3. O que mais me interessa, aqui, é analisar o verso 20 e sua proposta de uma subjetividade messiânica. Uma série de declarações em tensão destacam os contornos da nova subjetividade: (a) não sou mais eu quem vive, é o Messias que vive em mim. O novo sujeito messiânico é um sujeito esvaziadamente cheio. Esvaziado de si mesmo, o novo sujeito é anfitrião do Messias que nele habita e o plenifica. O Messias oferece não só o padrão, mas também a energia para a nova subjetividade; (b) “mas a vida que eu agora vivo na carne” está em tensão com “já não mais vivo eu”. A vida que vivo na carne é a vida vivida no tempo escatológico – que sofre com a plena interatividade da vida messiânica e da vida pré-messiânica no mesmo tempo-espaço-pessoa. Encontramos aqui uma impossibilidade: viver a nova vida na velha vida; (c) vivo na fidelidade do Messias (aqui designado como Filho de Deus). Ora, a fidelidade do Messias foi a base da justificação e da revelação da justiça de Deus. Agora, Paulo passa a afirmar que a fidelidade do Messias é o modo no qual a justiça de Deus é vivida na nova subjetividade messiânica.

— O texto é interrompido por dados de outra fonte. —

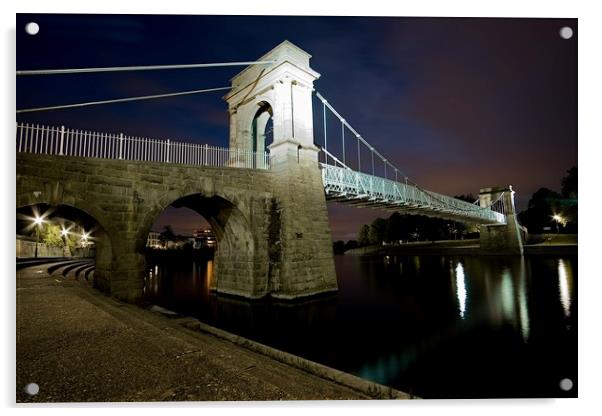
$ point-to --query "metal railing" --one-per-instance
(346, 185)
(63, 141)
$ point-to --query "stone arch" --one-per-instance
(71, 207)
(235, 269)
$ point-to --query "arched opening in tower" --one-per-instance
(262, 130)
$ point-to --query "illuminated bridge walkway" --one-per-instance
(264, 195)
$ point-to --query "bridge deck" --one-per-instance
(362, 190)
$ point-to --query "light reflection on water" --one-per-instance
(565, 283)
(461, 289)
(438, 326)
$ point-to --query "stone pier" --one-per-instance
(501, 239)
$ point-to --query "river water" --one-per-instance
(433, 326)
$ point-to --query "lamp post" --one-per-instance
(558, 220)
(64, 234)
(38, 221)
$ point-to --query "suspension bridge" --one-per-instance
(266, 201)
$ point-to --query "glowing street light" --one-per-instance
(38, 221)
(559, 220)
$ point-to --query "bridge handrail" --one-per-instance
(63, 141)
(373, 189)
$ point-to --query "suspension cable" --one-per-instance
(136, 68)
(120, 100)
(374, 151)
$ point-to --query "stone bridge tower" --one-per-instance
(505, 238)
(299, 240)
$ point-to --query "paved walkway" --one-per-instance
(79, 345)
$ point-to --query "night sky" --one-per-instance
(457, 104)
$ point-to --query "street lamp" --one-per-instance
(558, 220)
(37, 221)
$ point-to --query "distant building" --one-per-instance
(153, 240)
(204, 238)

A vida terrena do Messias Jesus é, assim, o padrão para a vida “na carne” dos novos sujeitos participantes da justiça de Deus. Diante dos projetos de subjetividade que o “tempo presente” nos oferece, temos a possibilidade, na graça, de participar em um novo projeto de vida – uma vida completamente vivida em fidelidade a Deus e seu projeto de justiça para toda a criação. Uma possibilidade que, como todo verdadeiro dom, é, de fato, a impossibilidade que constitui o novo sujeito diante de Deus e do próximo. O Messias não oferece apenas o padrão. Oferece a energia – energia vital cujo nome paulino é fidelidade – a velha-nova fidelidade da aliança oferecida por YHWH a seu povo.

Fidelidade que será tema de novo post, pois este já está ultrapassando os limites da sua paciência como leitor(a).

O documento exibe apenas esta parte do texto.